19 thoughts to “Ballard Farmers Market to reopen this Sunday as drive-thru market”

  1. oh wow! danny o’brien really stepping up! wow!

    “ask that shoppers observe physical cues for distancing, including tape, chalk, and signs”

  2. lets say the safety measures and the meaning behind the opening of these Markets is honest and real.
    The problems are Human beings. There is no way some who go to the Market don’t see it as portal to normalcy.
    They will then take the next step they will venture out with friends go places with friends, they shouldn’t. I have worked hard to avoid busses and people only to possibly see some set back, all because of an over priced bunch of radishes.
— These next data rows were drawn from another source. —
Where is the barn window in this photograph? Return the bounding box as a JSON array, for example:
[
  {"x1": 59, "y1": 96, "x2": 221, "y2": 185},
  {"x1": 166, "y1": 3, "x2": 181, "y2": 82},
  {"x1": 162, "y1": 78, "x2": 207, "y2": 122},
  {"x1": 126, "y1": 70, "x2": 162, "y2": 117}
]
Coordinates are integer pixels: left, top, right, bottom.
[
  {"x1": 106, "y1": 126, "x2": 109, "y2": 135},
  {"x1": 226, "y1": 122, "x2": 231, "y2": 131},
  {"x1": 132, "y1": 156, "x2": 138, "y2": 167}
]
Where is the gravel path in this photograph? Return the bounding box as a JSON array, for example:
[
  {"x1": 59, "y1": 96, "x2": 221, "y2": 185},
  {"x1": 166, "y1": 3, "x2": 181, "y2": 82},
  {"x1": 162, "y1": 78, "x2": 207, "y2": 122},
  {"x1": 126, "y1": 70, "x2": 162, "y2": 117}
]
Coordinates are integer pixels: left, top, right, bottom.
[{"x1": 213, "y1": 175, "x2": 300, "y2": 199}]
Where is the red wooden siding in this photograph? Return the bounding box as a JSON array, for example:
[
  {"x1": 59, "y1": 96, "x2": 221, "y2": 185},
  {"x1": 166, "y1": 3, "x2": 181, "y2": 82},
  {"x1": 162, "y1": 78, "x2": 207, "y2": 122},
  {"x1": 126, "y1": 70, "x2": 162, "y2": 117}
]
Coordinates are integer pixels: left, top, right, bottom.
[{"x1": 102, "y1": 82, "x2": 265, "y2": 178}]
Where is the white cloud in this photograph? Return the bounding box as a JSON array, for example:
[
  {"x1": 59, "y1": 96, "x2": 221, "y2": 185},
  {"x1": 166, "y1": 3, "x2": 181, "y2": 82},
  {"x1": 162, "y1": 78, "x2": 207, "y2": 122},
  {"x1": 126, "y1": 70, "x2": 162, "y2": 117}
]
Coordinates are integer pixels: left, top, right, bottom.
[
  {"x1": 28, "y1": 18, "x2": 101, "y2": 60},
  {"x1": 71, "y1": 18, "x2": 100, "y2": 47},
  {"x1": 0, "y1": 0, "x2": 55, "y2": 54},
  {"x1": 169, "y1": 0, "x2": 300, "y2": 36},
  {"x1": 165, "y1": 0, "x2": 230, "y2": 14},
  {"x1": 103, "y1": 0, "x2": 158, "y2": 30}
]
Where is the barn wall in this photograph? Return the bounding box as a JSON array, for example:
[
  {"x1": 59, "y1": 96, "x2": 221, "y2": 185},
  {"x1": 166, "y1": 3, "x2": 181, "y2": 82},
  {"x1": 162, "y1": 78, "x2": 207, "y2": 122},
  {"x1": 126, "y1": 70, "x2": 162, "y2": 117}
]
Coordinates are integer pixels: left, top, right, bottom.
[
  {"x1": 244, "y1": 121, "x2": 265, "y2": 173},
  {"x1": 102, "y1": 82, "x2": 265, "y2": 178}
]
  3. And, “no live music is allowed” according to the Seattle Times. In these crazy times where many demand scientific evidence, can anybody here tell me what is “scientifically dangerous” about live music?

  4. Less than 100 yards away there’s a free for all sh*t show of junkies and vagrants on Ballard Commons.

    Day in, day out. Passing about booze, drugs, Hepatitis and you can bet Corona virus. No one has shut that down.

    1. BMWL- that is more like 250 yards from Bergen Place to the middle of the commons. I used to shoot targets at 100 yards and that would be a long shot.

      1. Ok riddle me this Batman. Why was the farmers market forced to close but the No Social Distancing Bum Show at the Commons was allowed to grow tenfold?

        1. Because the city doesn’t care about the homeless. They don’t build the housing, they don’t address the mental health commitment laws and they don’t build the mental health or substance abuse facilities required to fix the problem. The city, county, state and country do not care enough to make a dent in this problem or others exactly like it in Lake City or New York City. That’s the truth.